Rieger also noted that we might not really be seeing a complete picture of the game space by limiting the analysis to on chain transactions. There’s ways to work around the network, and many games make use of it in order to make playing easier.
For example, Gods Unchained, a collectible card game on ethereum, doesn’t actually log cards on the world computer unless a player specifically decides to do so and activates them. This presumably saves costs for the sort of player who has no intention to take cards out of the play space.
Similarly, MLB Champions takes advantage of similar technological workarounds to improve user experience. “Our games all deploy an Ethereum virtualization layer called Scarcity Engine that allows new players to jump into the games without ETH or Metamask,” said Randy Saaf, CEO of Lucid Sight, a game shop that has made a number of other games as well, including a second NFT game called Crypto Space Commander.
Saaf also noted:
“The conclusion that [there is] less than 10 percent of overlap between various blockchain games seems correct to us. More people choose the game they want to play based on traditional genres they have enjoyed and blockchain is a value-add feature vs a smaller group of players who just want to play blockchain stuff.”
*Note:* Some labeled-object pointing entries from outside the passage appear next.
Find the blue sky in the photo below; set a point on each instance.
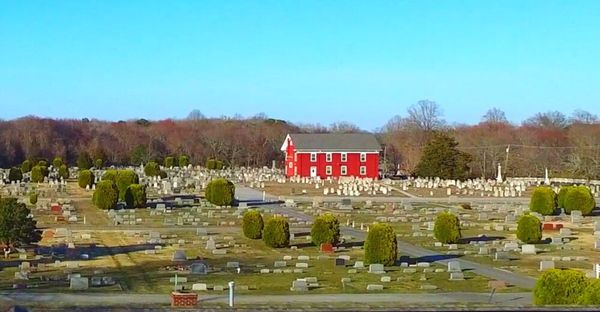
(303, 61)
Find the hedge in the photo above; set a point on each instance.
(557, 286)
(220, 192)
(276, 233)
(135, 196)
(325, 229)
(381, 245)
(86, 178)
(253, 224)
(106, 195)
(543, 200)
(529, 229)
(447, 228)
(579, 198)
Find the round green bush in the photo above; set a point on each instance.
(447, 228)
(560, 198)
(557, 286)
(276, 233)
(381, 245)
(26, 166)
(135, 196)
(325, 229)
(253, 224)
(106, 195)
(184, 161)
(63, 172)
(543, 200)
(529, 229)
(579, 198)
(15, 174)
(86, 178)
(591, 294)
(33, 198)
(220, 192)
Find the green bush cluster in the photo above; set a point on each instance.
(543, 201)
(447, 228)
(220, 192)
(325, 229)
(557, 286)
(381, 245)
(214, 164)
(529, 229)
(253, 224)
(86, 178)
(276, 232)
(579, 198)
(106, 195)
(135, 196)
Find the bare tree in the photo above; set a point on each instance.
(426, 116)
(494, 116)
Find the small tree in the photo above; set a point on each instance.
(447, 228)
(106, 195)
(220, 192)
(135, 196)
(253, 224)
(33, 198)
(86, 178)
(26, 166)
(184, 161)
(325, 229)
(16, 227)
(557, 286)
(15, 174)
(543, 200)
(579, 198)
(276, 233)
(63, 172)
(381, 245)
(84, 161)
(529, 229)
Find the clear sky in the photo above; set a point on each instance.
(304, 61)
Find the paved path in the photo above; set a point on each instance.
(430, 299)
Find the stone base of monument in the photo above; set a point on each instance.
(179, 299)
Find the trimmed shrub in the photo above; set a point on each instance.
(253, 224)
(447, 228)
(381, 245)
(276, 233)
(591, 294)
(529, 229)
(543, 200)
(325, 229)
(38, 173)
(63, 172)
(15, 174)
(169, 162)
(124, 179)
(579, 198)
(135, 196)
(220, 192)
(560, 198)
(559, 287)
(86, 178)
(26, 166)
(184, 161)
(106, 195)
(152, 169)
(33, 198)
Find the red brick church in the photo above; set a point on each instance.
(331, 155)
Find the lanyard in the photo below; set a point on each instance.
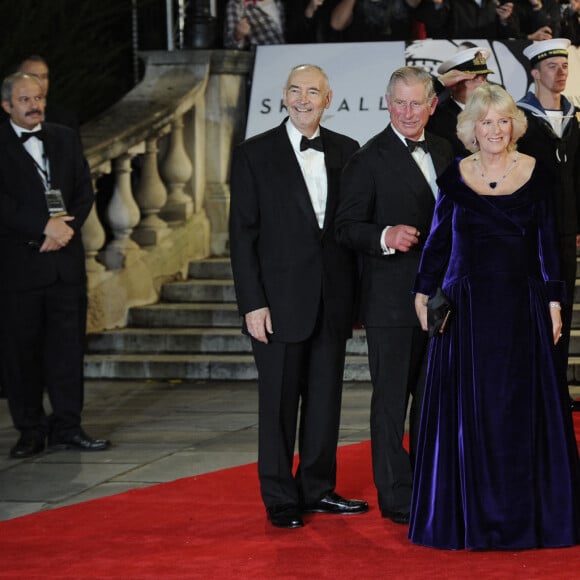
(43, 172)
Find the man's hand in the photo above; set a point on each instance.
(402, 238)
(543, 33)
(259, 323)
(453, 77)
(57, 233)
(243, 29)
(421, 309)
But while the data suggests that the extensibility aspects of token-based games aren’t being taken advantage of, there’s precedent in the analog for this type of behavior.
Take Magic: The Gathering, the best-known collectible card game. Its creators, Wizards of the Coast, defined the basic game, but over time players came up with new games and formats that modify that original system. Most of these developments came about in a grassroots fashion, meaning that the players themselves were responsible for their popularity.
The cards are physical things. There’s no way for code to stop players from using them in different ways. In fact, the traditional deck of playing card has been spinning out new games since the 14th century.
But the NFT world has made a promise that we don’t really see even in analog gaming: mixing two analog games (such as taking the pieces from Monopoly and Sorry and creating a whole new game). That’s what NFT proponents appear to be hoping for, though. Take for example CryptoKitties’ forays into digital real estate and collectible card gaming.
But Finzer noted that some games are meant for such interactions, such as Chainbreakers and Cryptobeasties, which have been built from the beginning to rely on Decentraland, a virtual world where land ownership is defined by token possession.
If those take off, Finzer contends, users will start to catch on. If nothing else, Finzer foresees a kind of economic crossover that will at least improve everyone’s user experience, even if it doesn’t yield new games. When a gamer grows tired of a game, they will be able to trade their accumulated assets from one game with other gamers for stuff they do want in the next game they want to play.
“Our vision and hypothesis in starting OpenSea was there would be liquidity bleedover across these projects,” Finzer told CoinDesk.